BRINDISI – “La conoscenza illumina il cammino”, non è il caso delle strade che costeggiano il Polo della Cittadella della Ricerca, che ormai è al buio da quattro mesi circa. A parlare è il rappresentante ADISU del Polo di Brindisi che racconta di aver tentato di far risolvere il problema, ma ancora nessuna risposta.
Torquato Gagliani, 23 anni, è uno studente d’Ingegneria industriale dell’Università del Salento presso il Polo di Brindisi, ma dall’ottobre 2018 è anche il rappresentante ADISU e in quanto tale si fa carico delle problematiche degli universitari della Cittadella. In questa struttura vi sono sia gli studenti dei corsi di Ingegneria industriale e Aereospaziale del polo dell’Università del Salento, ma anche i tanti ricercatori di Enea, Cetma, Cnr e altre società. Da mesi ormai gli studenti del polo di Brindisi sono costantemente esposti a rischio, poiché tutte le strade che costeggiano l’università brindisina sono prive d’illuminazione.
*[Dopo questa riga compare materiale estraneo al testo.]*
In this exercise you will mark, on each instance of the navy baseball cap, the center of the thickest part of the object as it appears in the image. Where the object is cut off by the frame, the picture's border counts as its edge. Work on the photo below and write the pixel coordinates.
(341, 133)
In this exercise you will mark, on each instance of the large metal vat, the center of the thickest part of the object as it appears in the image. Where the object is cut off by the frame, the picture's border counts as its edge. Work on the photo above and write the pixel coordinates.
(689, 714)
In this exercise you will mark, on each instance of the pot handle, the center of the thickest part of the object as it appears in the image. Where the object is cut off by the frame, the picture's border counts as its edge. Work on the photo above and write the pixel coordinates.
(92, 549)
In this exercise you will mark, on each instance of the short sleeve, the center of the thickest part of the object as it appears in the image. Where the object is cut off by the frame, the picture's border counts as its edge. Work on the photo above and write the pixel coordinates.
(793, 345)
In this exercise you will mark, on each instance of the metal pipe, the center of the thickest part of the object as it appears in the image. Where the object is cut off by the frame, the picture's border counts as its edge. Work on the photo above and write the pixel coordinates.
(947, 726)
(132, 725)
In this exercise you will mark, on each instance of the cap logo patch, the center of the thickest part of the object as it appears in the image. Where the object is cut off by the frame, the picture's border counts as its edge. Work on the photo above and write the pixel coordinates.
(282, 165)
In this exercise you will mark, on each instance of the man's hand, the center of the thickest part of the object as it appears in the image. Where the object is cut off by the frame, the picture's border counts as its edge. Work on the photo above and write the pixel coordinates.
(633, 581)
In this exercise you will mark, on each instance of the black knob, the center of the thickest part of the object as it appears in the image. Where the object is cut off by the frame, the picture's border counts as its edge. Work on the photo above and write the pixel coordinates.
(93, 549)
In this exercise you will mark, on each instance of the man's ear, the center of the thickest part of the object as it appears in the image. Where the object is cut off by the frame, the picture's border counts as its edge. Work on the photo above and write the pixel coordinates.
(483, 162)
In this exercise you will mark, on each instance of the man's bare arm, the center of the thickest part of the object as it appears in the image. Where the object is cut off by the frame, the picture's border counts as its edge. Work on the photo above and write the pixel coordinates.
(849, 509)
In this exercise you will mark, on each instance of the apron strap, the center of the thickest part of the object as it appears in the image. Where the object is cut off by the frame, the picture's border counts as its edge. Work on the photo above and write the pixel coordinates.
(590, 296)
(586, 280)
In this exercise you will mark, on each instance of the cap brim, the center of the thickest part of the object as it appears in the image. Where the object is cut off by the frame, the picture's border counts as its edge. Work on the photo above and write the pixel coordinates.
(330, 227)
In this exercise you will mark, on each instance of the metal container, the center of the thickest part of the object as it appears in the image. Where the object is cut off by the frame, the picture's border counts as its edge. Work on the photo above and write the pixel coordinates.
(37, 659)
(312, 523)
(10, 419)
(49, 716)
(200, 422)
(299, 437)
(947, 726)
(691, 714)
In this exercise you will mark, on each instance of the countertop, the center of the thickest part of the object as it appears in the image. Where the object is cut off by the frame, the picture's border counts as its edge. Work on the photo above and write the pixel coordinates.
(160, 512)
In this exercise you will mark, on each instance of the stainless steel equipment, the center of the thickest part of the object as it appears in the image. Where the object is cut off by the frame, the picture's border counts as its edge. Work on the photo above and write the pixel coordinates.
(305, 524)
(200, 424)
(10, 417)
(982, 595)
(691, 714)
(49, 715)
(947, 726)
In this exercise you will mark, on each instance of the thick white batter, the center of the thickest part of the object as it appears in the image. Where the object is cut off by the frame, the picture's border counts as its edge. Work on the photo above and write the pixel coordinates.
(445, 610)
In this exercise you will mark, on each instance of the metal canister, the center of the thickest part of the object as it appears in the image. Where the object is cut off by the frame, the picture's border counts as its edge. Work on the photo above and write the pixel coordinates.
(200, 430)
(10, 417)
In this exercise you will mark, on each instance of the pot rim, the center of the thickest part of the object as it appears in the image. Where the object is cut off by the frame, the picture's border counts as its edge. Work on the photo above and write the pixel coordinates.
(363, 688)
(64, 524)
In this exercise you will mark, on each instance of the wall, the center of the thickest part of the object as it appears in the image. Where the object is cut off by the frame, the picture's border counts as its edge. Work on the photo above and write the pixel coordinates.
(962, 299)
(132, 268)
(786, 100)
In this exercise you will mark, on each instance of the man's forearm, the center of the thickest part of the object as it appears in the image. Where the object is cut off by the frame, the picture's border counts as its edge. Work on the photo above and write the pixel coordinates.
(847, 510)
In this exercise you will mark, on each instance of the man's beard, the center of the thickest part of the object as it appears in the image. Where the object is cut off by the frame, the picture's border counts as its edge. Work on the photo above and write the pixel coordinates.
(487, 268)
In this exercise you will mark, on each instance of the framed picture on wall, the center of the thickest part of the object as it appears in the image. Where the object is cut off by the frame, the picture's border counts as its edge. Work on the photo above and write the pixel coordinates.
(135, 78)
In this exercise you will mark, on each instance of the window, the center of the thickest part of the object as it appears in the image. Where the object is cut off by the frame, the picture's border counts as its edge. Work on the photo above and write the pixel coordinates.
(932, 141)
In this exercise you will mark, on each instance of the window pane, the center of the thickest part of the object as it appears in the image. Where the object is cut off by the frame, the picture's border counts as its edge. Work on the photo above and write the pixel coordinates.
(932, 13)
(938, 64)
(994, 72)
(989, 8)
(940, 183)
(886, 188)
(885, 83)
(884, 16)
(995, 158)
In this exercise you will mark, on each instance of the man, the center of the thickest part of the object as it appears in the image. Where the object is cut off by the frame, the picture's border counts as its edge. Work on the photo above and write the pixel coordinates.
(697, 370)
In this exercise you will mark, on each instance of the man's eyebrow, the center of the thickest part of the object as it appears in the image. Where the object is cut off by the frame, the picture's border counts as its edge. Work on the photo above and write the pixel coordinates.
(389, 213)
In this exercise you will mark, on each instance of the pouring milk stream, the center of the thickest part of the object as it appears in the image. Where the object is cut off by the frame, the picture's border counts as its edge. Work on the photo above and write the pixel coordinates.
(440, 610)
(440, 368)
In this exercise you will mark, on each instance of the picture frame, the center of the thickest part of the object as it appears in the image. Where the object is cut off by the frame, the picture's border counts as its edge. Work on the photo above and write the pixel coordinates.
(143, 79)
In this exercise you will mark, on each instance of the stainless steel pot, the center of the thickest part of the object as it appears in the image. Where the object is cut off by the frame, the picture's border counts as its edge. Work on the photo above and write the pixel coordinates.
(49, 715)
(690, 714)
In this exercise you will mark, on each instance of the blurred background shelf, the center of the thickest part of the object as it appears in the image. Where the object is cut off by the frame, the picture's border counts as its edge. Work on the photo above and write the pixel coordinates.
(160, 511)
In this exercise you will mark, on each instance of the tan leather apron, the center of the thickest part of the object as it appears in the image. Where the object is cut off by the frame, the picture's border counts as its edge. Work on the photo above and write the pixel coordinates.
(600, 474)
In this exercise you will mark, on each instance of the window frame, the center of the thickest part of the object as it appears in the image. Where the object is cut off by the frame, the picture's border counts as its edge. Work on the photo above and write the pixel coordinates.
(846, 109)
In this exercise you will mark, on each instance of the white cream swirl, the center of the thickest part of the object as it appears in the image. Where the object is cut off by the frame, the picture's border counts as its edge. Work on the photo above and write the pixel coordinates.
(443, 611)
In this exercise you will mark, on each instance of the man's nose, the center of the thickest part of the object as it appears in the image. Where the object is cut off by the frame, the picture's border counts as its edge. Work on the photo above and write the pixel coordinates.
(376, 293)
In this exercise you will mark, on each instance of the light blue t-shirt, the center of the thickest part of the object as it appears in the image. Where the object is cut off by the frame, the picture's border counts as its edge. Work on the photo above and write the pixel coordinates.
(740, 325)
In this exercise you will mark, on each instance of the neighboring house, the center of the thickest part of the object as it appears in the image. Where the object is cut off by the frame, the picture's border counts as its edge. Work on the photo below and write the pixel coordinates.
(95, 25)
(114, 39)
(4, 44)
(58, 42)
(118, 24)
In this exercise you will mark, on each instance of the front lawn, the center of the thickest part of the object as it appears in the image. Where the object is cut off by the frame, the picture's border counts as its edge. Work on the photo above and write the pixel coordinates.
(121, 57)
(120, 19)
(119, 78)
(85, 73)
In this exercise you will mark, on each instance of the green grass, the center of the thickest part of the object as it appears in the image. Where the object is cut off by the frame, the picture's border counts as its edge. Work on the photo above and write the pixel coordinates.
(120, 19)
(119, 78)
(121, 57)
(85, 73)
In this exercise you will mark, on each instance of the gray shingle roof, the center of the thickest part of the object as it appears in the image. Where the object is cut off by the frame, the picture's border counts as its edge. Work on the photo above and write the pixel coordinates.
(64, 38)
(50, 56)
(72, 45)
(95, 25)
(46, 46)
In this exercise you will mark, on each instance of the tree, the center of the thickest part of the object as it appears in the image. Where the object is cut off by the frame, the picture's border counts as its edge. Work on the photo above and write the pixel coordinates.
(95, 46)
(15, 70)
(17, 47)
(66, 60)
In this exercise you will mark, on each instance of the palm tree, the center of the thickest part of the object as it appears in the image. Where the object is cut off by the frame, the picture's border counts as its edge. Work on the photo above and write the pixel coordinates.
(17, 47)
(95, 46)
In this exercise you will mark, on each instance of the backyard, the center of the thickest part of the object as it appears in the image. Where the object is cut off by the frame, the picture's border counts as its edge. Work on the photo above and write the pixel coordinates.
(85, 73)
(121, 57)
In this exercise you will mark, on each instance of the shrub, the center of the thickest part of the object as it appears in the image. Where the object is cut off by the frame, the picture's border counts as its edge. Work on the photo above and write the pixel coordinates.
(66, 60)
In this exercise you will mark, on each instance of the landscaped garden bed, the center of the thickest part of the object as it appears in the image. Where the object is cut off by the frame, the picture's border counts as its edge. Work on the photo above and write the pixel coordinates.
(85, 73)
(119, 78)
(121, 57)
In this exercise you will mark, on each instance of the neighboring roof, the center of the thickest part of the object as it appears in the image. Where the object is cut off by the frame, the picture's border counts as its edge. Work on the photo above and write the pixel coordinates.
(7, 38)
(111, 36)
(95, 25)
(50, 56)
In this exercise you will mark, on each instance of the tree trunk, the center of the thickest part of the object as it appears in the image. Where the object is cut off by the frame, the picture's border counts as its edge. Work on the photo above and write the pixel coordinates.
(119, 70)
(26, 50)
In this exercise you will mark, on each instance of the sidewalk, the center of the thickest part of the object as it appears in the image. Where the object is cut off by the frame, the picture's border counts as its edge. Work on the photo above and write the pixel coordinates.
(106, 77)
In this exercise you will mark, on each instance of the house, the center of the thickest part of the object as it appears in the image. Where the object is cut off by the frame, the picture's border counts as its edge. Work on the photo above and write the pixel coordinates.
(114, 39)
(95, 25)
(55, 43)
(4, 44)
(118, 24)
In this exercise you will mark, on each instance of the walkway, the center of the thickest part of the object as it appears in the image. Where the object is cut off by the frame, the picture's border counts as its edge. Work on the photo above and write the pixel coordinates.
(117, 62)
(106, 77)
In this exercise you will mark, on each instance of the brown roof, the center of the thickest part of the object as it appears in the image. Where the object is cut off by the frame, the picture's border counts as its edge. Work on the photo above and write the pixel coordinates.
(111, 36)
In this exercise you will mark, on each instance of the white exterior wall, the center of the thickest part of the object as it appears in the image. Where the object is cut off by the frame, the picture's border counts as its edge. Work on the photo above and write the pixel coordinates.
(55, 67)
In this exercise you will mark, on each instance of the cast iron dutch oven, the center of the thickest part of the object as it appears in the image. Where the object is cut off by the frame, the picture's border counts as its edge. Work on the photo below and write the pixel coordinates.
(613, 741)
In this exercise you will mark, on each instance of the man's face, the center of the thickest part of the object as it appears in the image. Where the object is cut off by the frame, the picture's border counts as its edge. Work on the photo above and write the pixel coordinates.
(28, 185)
Questo porta con sé diversi disagi. In primis per gli studenti diventa pericoloso uscire fuori dal plesso per andare a ritirare le eventuali auto, ma soprattutto recarsi alla fermata dei bus. In particolare la fermata dei trasporti urbani Fse si trova proprio sul ciglio della strada. “Per raggiungere la fermata – racconta uno studente – dobbiamo illuminare la posizione con il flash dello smartphone sia per richiamare l’attenzione del pullman , sia per segnalare la nostra presenza ad altre macchine di passaggio ed evitare che la situazione sfoci in un incidente”. Il buio che attanaglia gli studenti nelle ore dopo il tramonto diventa pericoloso anche per l’incolumità fisica degli stessi universitari, che potrebbero nel peggiore dei casi essere aggrediti o derubati da un delinquente qualsiasi che sfrutta l’assenza dell’illuminazione a suo favore.
Per tutte queste motivazioni, il rappresentante Gagliani si è messo in contatto sia con la Provincia che con il Comune di Brindisi, inviando delle apposite mail, nelle quali è stato spiegato in modo puntuale il disagio in cui vertono gli studenti, ma soprattutto la pericolosità della situazione. A un mese dall’invio della mail gli universitari non hanno né visto risolversi il problema, né tanto meno hanno ricevuto una risposta.